Like Moschops already pointed out, that's pretty much what the process would entail. You would have to process per-pixel information and deduce shapes in the greater image by taking contrast differences, color values etc into consideration. This falls in the area of image analysis/processing and machine vision, you may want to look into that.
For identifying the head, the algorithm would have to function somewhat like the magic wand tool does in Adobe Photoshop -- differentiating similar from dissimilar. Then that (assumed) head would have to be processed in terms of x and y coordinates to determine from which side the curvature of it's outline changes around the middle of it's total height, producing a bump of sorts that we assume must represent the nose. However, it's good to note that all this presupposes ideal lighting conditions, low overall image complexity as far as contrast and color changes go, etc. . Which means that if you took those pictures in a relatively controlled environment (like a mostly monotone background, like a greenscreen) it will be easier for an algorithm to distinguish them than if taken in a highly random background like a city street, etc. .

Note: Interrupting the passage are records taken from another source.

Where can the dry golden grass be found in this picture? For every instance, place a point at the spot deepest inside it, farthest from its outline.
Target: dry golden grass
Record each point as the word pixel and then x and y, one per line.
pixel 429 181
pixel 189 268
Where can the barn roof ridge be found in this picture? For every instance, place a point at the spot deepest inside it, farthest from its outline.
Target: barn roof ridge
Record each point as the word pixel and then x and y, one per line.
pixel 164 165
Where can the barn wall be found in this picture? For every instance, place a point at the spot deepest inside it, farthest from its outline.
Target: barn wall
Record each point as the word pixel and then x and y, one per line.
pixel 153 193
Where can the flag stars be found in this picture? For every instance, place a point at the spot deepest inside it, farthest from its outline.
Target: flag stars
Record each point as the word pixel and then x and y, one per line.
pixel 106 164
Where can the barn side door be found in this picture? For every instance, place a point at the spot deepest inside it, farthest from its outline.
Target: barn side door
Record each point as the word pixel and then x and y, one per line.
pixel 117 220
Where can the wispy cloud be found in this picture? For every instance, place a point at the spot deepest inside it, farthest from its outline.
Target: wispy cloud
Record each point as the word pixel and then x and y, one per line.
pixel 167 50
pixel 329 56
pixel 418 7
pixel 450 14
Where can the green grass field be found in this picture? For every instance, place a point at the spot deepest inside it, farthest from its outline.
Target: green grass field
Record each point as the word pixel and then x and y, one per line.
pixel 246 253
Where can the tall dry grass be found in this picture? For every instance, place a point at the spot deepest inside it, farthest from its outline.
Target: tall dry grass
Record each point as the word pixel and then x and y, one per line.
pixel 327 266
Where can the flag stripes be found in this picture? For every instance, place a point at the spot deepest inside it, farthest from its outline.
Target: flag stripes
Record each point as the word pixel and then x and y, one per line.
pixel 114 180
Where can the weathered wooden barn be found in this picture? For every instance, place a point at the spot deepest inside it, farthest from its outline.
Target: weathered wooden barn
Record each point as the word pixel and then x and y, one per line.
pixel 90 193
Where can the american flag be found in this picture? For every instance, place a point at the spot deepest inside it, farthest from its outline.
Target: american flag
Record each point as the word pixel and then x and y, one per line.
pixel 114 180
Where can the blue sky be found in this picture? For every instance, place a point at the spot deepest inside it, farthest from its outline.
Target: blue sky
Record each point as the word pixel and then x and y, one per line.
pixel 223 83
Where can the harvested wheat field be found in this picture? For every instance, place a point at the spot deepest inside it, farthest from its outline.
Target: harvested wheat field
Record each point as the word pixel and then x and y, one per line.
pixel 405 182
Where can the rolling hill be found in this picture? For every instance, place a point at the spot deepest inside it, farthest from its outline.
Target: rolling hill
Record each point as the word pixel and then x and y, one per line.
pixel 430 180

Unless your project involves specifically the topic of machine vision and image processing, it's definitely much easier and safer to specify the direction the man is facing to your program in some other way, by examiming them yourself one by one if you can and then loading them in as "left-facing images" and "right-facing images". If you are specifically interested in image analysis on the other hand, one book I'd recommend is "Image Processing: Analysis and Machine Vision" by Sonka, Hlavac and Boyle.